Economic progress. In general, economic conditions have improved significantly. But, as with the pandemic, the rate of improvement is likely to slow as we approach normal and the statistics get closer to pre-pandemic levels. Consumer confidence, for example, is now at or above the levels we saw before the pandemic started. But business confidence has pulled back from the peaks seen in recent months. This scenario reflects the replacement of optimism with realism, as our attention shifts from the end of the pandemic to the usual problems. News reports, for example, are now about inflation and supply chain problems, rather than pandemic improvements. This trend is a necessary part of our transition to normal. Nonetheless, it signals that improvement will be slower through July and the rest of the year.

Labor market. The one exception to the trend of slowing improvement is likely to be the labor market. While unemployment remains high, job growth is healthy and will probably remain so. As wages rise, more and more people will be drawn back into the labor market. That will help keep confidence and growth high. We will see slower growth, yes, but we will still see growth. Jobs will be one area where we can expect sustained improvements.

Upside potential. Despite the general slowing of the economic improvement, there are reasons we could get faster growth.

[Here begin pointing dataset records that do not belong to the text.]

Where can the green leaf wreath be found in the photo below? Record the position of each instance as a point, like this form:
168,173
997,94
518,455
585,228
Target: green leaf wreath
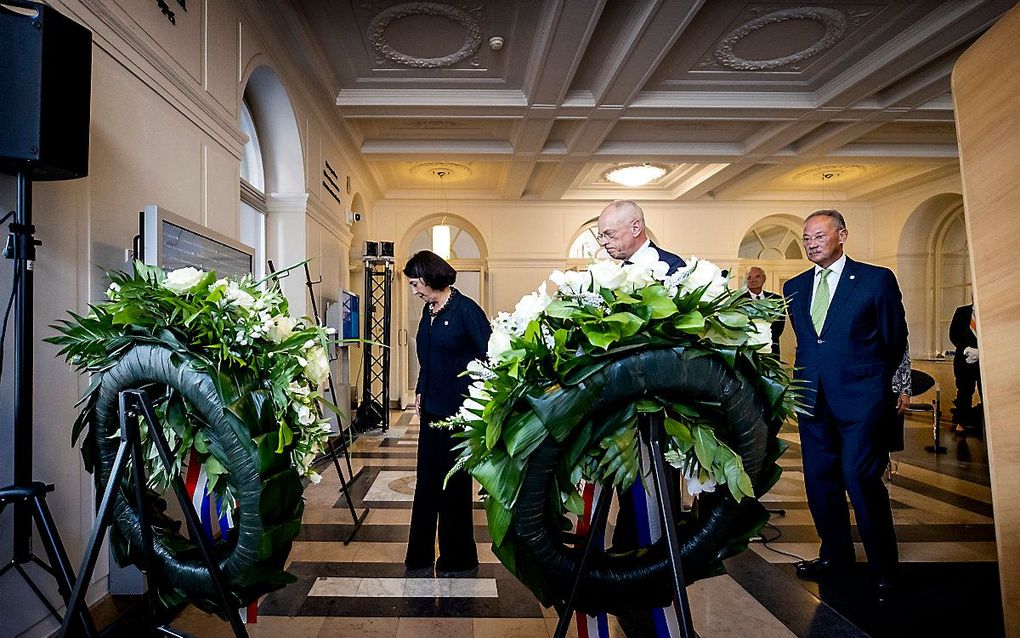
557,355
234,361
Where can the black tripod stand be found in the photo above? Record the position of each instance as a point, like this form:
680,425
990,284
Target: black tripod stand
651,427
28,496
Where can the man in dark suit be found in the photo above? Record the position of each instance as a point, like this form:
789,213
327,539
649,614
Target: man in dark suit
755,282
963,334
622,235
851,336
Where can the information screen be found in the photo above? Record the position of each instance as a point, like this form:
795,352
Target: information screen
173,242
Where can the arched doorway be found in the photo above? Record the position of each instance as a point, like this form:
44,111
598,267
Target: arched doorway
773,244
284,194
933,270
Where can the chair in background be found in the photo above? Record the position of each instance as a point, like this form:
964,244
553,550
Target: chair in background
920,384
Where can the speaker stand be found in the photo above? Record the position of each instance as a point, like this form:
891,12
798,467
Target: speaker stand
28,496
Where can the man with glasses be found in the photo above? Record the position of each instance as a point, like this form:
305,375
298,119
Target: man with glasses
851,338
622,235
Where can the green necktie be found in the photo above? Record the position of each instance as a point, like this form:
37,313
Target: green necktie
819,305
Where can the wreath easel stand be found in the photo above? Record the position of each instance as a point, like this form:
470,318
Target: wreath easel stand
134,403
651,426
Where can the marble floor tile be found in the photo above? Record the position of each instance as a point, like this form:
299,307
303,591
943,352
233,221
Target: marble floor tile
721,607
358,628
336,587
449,627
510,628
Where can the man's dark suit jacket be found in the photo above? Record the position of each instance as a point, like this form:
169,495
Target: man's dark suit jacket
674,261
777,326
860,346
960,333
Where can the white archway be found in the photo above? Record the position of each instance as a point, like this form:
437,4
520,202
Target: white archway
916,270
283,160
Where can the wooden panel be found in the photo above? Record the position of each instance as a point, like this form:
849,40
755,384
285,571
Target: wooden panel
986,93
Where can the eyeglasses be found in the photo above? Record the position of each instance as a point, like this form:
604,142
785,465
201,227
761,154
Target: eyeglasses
611,234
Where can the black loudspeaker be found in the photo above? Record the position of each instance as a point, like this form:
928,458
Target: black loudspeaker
45,90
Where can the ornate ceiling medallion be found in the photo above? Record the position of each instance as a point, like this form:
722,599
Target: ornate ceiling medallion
830,175
379,23
833,20
452,170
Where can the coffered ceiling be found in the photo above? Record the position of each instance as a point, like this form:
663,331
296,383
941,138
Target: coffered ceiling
538,99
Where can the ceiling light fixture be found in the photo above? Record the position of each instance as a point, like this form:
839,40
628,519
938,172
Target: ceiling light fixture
441,232
634,175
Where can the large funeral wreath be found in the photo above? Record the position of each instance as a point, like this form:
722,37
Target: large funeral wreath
235,382
557,402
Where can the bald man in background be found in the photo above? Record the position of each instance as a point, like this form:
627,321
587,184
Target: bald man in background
755,282
622,234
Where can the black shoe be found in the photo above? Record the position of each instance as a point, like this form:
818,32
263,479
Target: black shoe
469,573
820,568
884,591
425,572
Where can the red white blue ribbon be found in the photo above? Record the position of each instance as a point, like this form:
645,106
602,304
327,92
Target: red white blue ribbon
197,483
649,528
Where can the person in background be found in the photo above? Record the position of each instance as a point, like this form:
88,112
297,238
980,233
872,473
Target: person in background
755,282
963,334
453,332
851,337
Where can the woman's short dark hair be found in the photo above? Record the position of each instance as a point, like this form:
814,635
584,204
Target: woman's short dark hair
430,268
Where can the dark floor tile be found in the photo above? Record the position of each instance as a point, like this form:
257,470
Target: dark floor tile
780,592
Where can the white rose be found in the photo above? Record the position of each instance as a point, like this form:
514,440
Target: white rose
608,274
530,306
305,415
317,367
695,485
477,391
648,259
183,280
762,335
237,294
571,283
478,370
499,342
638,276
281,327
703,273
298,389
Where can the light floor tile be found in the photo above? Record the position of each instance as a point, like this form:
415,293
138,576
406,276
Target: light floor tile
510,628
335,587
448,627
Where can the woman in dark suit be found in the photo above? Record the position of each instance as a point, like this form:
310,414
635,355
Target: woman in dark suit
453,332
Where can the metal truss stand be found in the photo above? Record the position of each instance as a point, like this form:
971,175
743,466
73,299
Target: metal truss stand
330,447
374,407
651,426
133,404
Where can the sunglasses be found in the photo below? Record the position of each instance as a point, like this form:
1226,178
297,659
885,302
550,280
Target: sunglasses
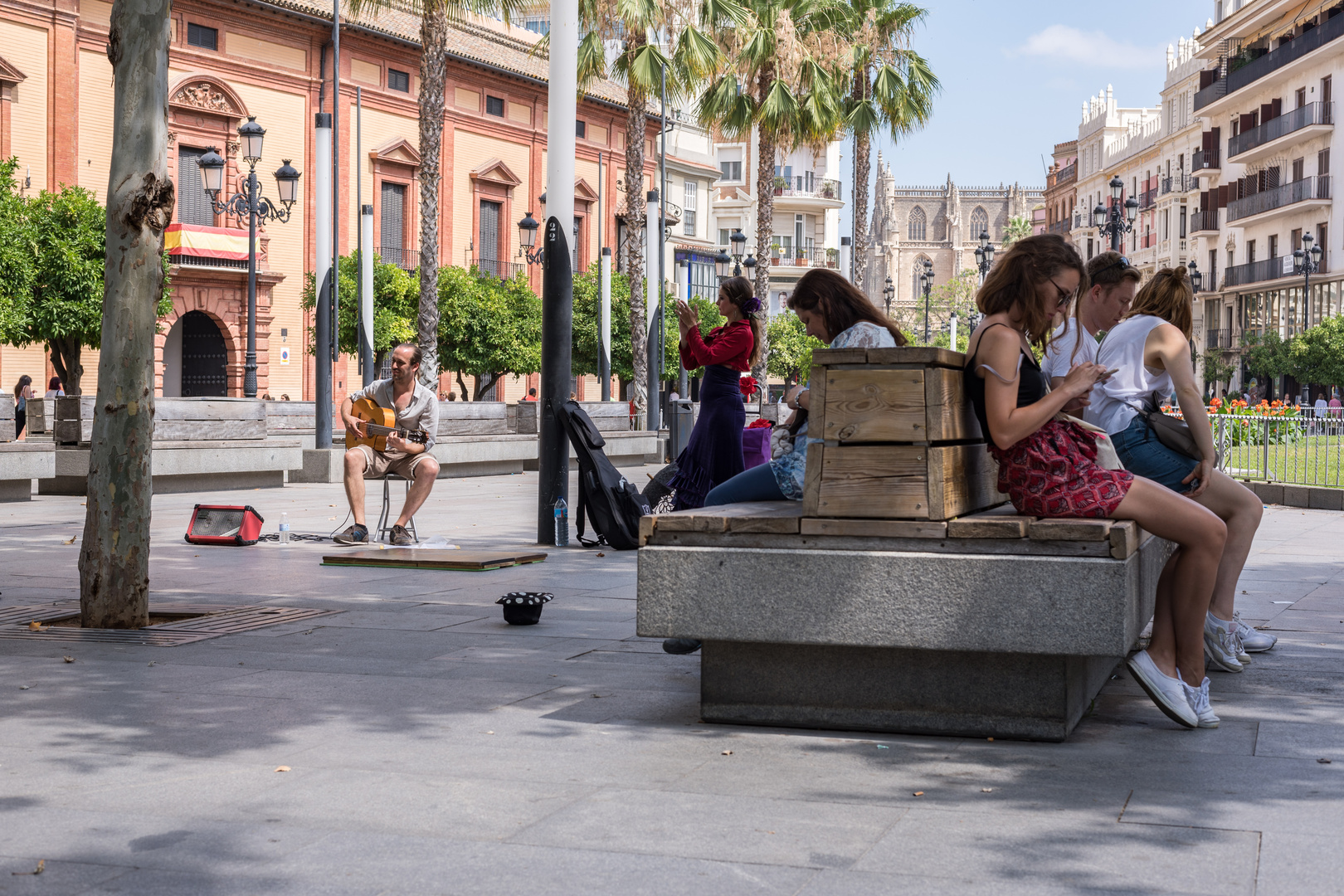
1122,262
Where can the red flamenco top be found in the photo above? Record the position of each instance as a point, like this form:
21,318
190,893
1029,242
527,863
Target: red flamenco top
728,345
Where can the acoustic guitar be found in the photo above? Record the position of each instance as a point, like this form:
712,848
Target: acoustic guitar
378,423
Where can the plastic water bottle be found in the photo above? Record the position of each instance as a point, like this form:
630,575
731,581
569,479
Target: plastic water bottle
562,523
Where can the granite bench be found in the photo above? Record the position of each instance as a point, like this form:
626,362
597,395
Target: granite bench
990,625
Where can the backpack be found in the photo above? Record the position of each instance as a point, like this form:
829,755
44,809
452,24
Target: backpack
611,500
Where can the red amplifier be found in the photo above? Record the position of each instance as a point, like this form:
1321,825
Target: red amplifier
223,524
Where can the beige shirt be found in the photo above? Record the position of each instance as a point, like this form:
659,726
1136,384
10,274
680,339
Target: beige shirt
421,412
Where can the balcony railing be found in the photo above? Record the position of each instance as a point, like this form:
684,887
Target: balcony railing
1202,221
815,257
1298,191
494,268
811,187
1177,183
403,258
1264,270
1313,113
1261,66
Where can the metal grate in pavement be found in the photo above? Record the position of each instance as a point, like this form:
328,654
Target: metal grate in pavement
208,621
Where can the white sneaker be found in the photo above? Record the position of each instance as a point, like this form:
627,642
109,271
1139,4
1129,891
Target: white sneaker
1220,644
1168,694
1198,699
1253,640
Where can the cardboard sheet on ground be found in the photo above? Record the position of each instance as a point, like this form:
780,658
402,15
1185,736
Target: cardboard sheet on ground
431,559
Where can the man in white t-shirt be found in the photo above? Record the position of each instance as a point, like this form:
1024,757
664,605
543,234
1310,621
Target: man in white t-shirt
1113,282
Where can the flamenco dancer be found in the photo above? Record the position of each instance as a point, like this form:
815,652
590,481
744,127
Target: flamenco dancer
714,451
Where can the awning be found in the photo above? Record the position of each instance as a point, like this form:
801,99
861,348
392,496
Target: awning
206,242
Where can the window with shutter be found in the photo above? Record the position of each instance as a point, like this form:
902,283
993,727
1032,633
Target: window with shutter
192,201
392,232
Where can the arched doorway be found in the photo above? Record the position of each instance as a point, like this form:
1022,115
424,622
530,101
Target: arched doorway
203,356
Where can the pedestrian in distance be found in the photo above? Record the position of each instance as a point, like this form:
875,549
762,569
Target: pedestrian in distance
1151,349
1049,466
1112,282
714,451
22,392
416,407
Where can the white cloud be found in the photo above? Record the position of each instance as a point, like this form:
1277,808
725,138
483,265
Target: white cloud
1097,49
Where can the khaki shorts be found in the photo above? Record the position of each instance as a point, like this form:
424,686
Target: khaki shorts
377,464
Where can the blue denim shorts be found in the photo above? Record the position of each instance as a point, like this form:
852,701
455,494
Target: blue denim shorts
1144,455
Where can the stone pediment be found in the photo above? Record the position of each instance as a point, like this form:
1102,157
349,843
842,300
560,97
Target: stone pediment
8,74
494,173
205,93
398,151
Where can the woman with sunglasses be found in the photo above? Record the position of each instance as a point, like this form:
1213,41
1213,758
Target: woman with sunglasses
1151,349
1047,466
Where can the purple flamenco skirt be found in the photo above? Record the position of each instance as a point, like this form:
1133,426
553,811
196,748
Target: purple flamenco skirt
714,451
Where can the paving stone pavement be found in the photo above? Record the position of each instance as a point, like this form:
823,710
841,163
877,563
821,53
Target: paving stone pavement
433,748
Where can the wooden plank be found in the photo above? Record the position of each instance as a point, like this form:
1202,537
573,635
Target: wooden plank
875,528
894,497
824,356
874,406
1124,539
1070,529
921,356
873,461
949,414
962,479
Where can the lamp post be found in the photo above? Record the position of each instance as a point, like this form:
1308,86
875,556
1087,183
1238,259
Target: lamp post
984,256
926,280
254,206
1112,221
1307,261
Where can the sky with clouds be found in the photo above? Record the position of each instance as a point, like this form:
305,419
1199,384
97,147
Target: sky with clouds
1015,74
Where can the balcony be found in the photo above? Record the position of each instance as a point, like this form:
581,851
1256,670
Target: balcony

As the rest of the world catches up, foreign demand will help the U.S. economy. It seems very likely that we will get large amounts of federal infrastructure spending, which will serve as a tailwind. And the Fed remains committed to low interest rates, which will put a foundation under both growth and the financial markets. All these factors point to significant upside potential.

Negative Headlines Signal Return to Normal

Looking back, in the first half of the year we saw the end—from an economic perspective—of the pandemic. In June, in particular, we started to move back to normal, as worries about the economy replaced worries about the pandemic. Although the economic worries are real, they are a sign that the country is moving back to normal. As such, we can now afford to worry about normal things.

Looking forward to the rest of the year, our normal will include some worries, but it will likely also include continued hiring and continued growth. Normal, here in the U.S., means more jobs, more growth, and higher markets. Not every month, or even every year, but over time. 

Expect the negative headlines, but welcome them as a sign that things are back to normal. We will be able to worry about things other than the pandemic. Even as the worrisome headlines hit, remember that the underlying trends remain positive. We are moving closer to normal every day.